Minor league affiliations
- Class: Independent
- League: Pioneer League

Team data
- Colors: Red, black, olive, sienna, white
- Mascots: Cliff & Huck
- Ballpark: Glacier Bank Park
- Owner/ Operator: Ridge Run Baseball LLC
- President: Marty Kelly
- General manager: Chris Kelly
- Manager: Todd Pratt
- Website: gorangeriders.com

= Glacier Range Riders =

American minor-league professional baseball team

The Glacier Range Riders are an independent baseball team of the Pioneer League, an MLB Partner League, who began play in 2022. They are located in Kalispell, Montana, and play their home games at Glacier Bank Park.

==History==
With the contraction of Minor League Baseball in 2021, the Pioneer League was converted from an MLB-affiliated Rookie Advanced league to an independent baseball league and granted status as an MLB Partner League.

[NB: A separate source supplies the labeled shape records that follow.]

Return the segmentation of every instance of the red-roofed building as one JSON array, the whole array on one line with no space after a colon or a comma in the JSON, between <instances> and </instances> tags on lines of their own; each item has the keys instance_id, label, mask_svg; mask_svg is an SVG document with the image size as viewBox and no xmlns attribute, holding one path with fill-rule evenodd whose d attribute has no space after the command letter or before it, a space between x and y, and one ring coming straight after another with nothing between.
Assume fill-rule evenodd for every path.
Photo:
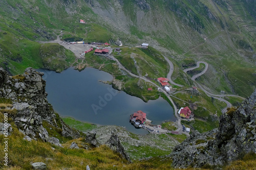
<instances>
[{"instance_id":1,"label":"red-roofed building","mask_svg":"<svg viewBox=\"0 0 256 170\"><path fill-rule=\"evenodd\" d=\"M106 53L109 53L109 52L110 51L108 49L103 49L102 50L102 53L103 54L106 54Z\"/></svg>"},{"instance_id":2,"label":"red-roofed building","mask_svg":"<svg viewBox=\"0 0 256 170\"><path fill-rule=\"evenodd\" d=\"M135 127L138 127L140 125L143 124L146 121L146 114L141 110L137 111L131 115L130 122Z\"/></svg>"},{"instance_id":3,"label":"red-roofed building","mask_svg":"<svg viewBox=\"0 0 256 170\"><path fill-rule=\"evenodd\" d=\"M166 78L164 78L162 77L160 77L160 78L157 79L157 81L160 83L162 86L170 86L170 84L168 83L169 81L169 79Z\"/></svg>"},{"instance_id":4,"label":"red-roofed building","mask_svg":"<svg viewBox=\"0 0 256 170\"><path fill-rule=\"evenodd\" d=\"M181 108L178 113L180 114L180 116L181 117L183 117L186 118L189 118L190 115L191 114L191 110L187 106L185 107L185 108Z\"/></svg>"},{"instance_id":5,"label":"red-roofed building","mask_svg":"<svg viewBox=\"0 0 256 170\"><path fill-rule=\"evenodd\" d=\"M99 49L96 49L94 51L94 53L98 53L98 54L102 54L102 50L99 50Z\"/></svg>"}]
</instances>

With the transition, the Pioneer League added the Boise Hawks, a former member of the Northwest League, for the 2021 season. To keep the league at eight teams, the Northern Colorado Owlz (formerly the Orem Owlz) sat out 2021. With the return of the Owlz for 2022, a 10th team was needed to balance the schedule, and on August 16, 2021, Ridge Run Baseball LLC was awarded an expansion team to begin play in 2022.

The announcement also revealed that a new ballpark would be constructed alongside U.S. Route 93 north of Kalispell. Glacier Bank Park, originally known as Flathead Field, seats 2,500 and features artificial turf.

The franchise debuted on May 23, 2022, against the Rocky Mountain Vibes, and they hosted their first home game on June 14 against the Billings Mustangs.